The site is next door to the historic Winona Public Library and Winona State University Laird Norton Building, which is being renovated as a home for the college art department, and the city’s Historic Masonic Temple Theatre and the Winona County History Center are nearby. Referencing long-running discussions of a downtown “arts district” Acting Winona City Manager Chad Ubl said, “From a city standpoint, it creates a great synergy with the library being a neighbor, with the potential the Laird Norton has and the Masonic Temple. It creates a great synergy for the arts certainly in that corridor.”
Asked why the organization didn’t opt for renovating the former auditorium, Pete Schwab said it was not an ideal venue to begin with and that its condition fell beyond repair. ““People call that an auditorium. It wasn’t. It was just part of the school,” he said. “We don’t need a theater or a pool … We don’t need a gymnasium,” he added. Even among the city’s Heritage Preservation Commission, “There was nobody who could imagine fixing that,” Schwab said. He continued, “You were never going to find anyone interested in doing anything with it.” Kierlin chimed in, “And that included me.”
Kierlin and Burrichter noted that the new facility will be purpose-built for music, with optimal acoustics and stage design for that use. “It’s for music. It’s not for 25 different purposes,” Burrichter said.
They added that education programs with local schools could be part of musicians’ appearances in Winona and that the facility could host other events in the offseason.
“We just think if we put all these great things together, how can it not work?” Burrichter said.
Port Authority of Winona Purchased Downtown Property for Future Development
As a supporter of Opportunity Winona, Hiawatha Broadband Communications (HBC) approached the Port Authority of Winona about purchasing downtown property owned by HBC. The Port Authority of Winona made the investment of $481,000 to purchase two HBC properties in 2022, 67 Main Street and a portion of 58 Johnson Street to help further development of downtown. The two properties are adjacent to the 60 Main site.

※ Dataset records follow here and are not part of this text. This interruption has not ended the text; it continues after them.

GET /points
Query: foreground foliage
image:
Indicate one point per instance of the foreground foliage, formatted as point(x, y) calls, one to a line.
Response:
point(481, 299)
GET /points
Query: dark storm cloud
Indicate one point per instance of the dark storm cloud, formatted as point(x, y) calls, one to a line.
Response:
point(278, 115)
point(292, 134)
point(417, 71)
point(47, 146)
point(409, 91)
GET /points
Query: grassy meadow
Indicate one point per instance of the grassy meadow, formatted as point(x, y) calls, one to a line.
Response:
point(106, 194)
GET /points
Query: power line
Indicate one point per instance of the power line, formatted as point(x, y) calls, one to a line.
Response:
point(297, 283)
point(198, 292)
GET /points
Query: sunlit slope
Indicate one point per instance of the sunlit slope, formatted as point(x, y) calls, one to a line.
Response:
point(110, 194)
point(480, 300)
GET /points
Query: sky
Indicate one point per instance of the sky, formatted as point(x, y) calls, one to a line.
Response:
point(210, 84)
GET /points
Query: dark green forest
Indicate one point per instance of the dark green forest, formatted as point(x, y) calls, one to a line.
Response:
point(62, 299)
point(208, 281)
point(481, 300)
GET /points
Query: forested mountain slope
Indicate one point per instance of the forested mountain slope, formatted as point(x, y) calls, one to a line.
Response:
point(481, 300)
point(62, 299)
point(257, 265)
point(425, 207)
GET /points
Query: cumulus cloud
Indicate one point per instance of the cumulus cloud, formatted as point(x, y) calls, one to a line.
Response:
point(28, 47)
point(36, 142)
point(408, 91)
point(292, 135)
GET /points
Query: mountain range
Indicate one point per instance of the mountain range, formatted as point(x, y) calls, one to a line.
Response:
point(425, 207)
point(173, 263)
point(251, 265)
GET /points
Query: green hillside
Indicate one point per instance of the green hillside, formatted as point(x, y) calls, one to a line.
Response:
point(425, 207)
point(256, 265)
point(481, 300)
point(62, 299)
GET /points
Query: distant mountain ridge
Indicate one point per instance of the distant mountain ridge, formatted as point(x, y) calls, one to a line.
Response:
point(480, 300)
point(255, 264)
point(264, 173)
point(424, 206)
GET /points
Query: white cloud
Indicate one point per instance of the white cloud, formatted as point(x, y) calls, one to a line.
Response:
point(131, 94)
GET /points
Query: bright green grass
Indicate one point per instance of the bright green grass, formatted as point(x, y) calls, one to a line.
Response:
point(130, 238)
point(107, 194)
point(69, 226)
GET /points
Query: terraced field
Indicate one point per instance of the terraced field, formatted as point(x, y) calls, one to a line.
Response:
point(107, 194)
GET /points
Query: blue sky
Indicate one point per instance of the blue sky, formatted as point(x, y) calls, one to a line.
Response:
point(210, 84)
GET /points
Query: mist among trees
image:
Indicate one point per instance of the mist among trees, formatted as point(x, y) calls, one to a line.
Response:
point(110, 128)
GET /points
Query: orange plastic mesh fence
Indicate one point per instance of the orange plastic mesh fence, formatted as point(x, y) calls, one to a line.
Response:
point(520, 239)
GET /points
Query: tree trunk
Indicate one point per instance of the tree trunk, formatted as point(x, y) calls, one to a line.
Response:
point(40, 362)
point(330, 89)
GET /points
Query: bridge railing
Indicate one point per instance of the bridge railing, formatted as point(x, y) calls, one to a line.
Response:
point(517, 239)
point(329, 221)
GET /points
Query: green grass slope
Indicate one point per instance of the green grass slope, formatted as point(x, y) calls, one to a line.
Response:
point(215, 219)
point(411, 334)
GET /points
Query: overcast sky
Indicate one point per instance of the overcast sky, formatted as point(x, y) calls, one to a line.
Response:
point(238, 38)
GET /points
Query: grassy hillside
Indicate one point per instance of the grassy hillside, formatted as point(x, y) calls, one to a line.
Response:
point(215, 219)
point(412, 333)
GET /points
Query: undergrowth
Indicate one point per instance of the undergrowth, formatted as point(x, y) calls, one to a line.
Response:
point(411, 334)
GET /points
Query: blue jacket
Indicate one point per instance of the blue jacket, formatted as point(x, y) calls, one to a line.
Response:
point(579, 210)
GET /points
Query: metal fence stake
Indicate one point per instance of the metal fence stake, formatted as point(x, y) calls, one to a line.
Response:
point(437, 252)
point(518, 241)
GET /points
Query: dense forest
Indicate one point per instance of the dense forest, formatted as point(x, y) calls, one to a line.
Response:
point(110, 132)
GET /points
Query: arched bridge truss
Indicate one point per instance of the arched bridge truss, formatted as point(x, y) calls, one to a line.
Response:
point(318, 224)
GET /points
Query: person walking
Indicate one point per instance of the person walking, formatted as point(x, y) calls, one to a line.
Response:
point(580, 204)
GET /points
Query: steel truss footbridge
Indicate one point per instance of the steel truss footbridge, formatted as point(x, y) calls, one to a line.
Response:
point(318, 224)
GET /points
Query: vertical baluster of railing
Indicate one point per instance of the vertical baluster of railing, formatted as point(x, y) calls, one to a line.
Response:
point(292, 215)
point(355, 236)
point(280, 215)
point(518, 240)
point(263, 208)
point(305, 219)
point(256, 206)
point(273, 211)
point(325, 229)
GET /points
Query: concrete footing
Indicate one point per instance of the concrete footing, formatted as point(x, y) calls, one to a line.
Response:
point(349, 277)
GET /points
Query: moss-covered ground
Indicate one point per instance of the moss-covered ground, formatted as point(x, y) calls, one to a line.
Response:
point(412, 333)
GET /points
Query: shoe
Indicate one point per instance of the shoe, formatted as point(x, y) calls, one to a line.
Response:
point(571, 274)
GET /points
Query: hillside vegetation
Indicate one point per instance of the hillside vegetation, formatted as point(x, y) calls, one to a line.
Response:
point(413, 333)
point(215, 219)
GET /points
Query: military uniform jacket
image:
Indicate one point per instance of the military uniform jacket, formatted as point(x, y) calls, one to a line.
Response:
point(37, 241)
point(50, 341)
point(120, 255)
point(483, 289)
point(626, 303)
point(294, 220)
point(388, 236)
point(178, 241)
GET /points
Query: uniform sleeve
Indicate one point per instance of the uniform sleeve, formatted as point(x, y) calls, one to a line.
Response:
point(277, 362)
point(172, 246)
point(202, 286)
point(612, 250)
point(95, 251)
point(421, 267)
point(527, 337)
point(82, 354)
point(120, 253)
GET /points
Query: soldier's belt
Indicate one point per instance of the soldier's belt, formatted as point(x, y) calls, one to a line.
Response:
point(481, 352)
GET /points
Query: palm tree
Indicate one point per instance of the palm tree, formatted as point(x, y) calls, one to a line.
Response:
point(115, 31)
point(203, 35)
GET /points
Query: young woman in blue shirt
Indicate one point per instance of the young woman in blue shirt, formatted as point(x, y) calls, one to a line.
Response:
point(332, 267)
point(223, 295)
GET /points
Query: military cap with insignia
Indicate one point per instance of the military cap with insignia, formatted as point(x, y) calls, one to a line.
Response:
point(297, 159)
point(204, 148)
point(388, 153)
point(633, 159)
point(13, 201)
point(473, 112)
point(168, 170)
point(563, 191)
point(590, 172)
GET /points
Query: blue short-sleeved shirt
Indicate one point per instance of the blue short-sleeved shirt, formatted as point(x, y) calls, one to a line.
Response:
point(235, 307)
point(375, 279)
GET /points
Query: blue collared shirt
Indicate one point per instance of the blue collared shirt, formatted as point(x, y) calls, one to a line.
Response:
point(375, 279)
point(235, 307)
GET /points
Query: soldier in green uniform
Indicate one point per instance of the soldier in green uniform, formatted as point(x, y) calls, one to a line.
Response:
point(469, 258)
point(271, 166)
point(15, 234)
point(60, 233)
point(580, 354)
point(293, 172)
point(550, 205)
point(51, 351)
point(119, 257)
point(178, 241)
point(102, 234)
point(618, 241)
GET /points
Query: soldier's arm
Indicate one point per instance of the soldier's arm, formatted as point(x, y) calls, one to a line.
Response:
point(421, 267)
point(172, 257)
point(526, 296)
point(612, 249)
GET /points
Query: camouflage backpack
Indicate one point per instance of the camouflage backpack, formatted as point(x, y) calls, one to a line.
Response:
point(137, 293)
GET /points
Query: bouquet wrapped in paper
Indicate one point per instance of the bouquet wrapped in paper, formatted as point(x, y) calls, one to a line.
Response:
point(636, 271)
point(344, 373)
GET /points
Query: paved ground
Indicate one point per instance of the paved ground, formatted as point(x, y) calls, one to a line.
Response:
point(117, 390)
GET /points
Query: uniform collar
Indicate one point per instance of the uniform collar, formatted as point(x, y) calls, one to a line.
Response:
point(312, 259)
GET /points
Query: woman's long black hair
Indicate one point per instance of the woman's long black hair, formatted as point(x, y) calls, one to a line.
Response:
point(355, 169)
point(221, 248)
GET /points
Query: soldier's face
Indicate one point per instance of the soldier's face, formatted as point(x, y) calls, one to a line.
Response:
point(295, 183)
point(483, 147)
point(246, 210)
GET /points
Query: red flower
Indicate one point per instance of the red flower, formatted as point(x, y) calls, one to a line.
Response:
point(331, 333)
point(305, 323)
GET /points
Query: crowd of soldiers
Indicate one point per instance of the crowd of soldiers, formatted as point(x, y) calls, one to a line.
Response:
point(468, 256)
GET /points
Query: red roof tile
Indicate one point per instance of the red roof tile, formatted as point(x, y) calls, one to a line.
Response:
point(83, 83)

The immediate plan is to use a portion of 58 Johnson Street for parking and the building at 67 Main Street, for downtown events.
The Port Authority of Winona purchase of 58 Johnson Street and 67 Main will serve as a catalyst for future riverfront development and additional improvements to Levee Park for the betterment of the community.
Like Main Square, 60 Main, and the former Middle School auditorium—58 Johnson Street and 67 Main Street are located in an Opportunity Zone, which were created to revitalize economically distressed communities by attracting private investment in Opportunity Zone areas in exchange for tax incentives.